The guy was practically hyperventilating with excitement, and Amy had to ask him to slow down. This was far more information than she’d ever expected to get in response to Caroline Yi’s inquiries, and of a very different sort.

“I think I’m missing something here,” she said. “How would exposing something about these animals have helped the Jesuits prevent this action against them?”

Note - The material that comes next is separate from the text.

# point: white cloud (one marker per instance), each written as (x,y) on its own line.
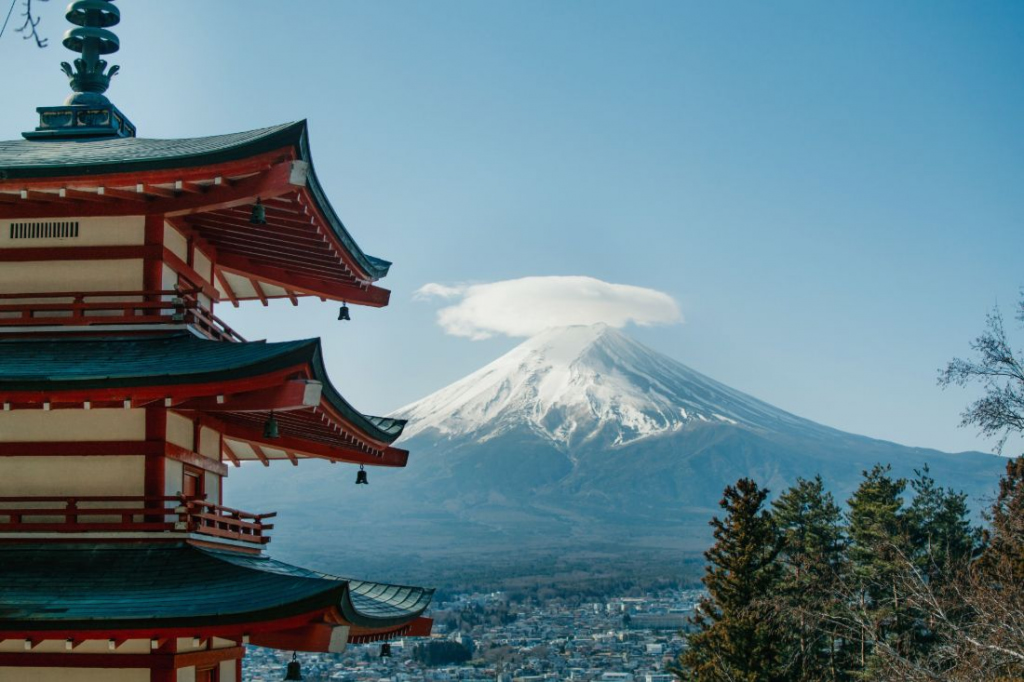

“That’s part of what I don’t know yet. But they apparently believed that exposure would embarrass either the Church, or the Spanish Crown, or both. Mexico was only a few decades from independence at the time, and if the colony had broken from Spain earlier, the Jesuits might have had a sanctuary in the New World. Maybe their plans involved hooking up with someone involved in the incipient independence movement; I don’t know
yet. And I haven’t figured out just what it was about our mystery animals that they thought would be so earth-shaking. But whatever they had in mind, it never panned out. The expulsion went ahead, right on schedule, and these drawings and letters were never retrieved from their hiding place in Baja.”

Amy looked at the image on her screen again. The animal looked even more like the creature she’d seen than her own sketch did. The artist absolutely must have seen the same kind of animal.

“What about the pictures with the dressed-up animals?” she asked. “How old are those?”


Various ages. There’s one with a caption explaining that the animals were clothed as part of a celebration. Someone important was finally becoming a grandfather, and his friends threw him a party. The furry creatures were part of the entertainment.”

“So they were, what, show animals?”

She heard a series of clinks like a spoon on a cup, then tiny beeps, then crackly interference.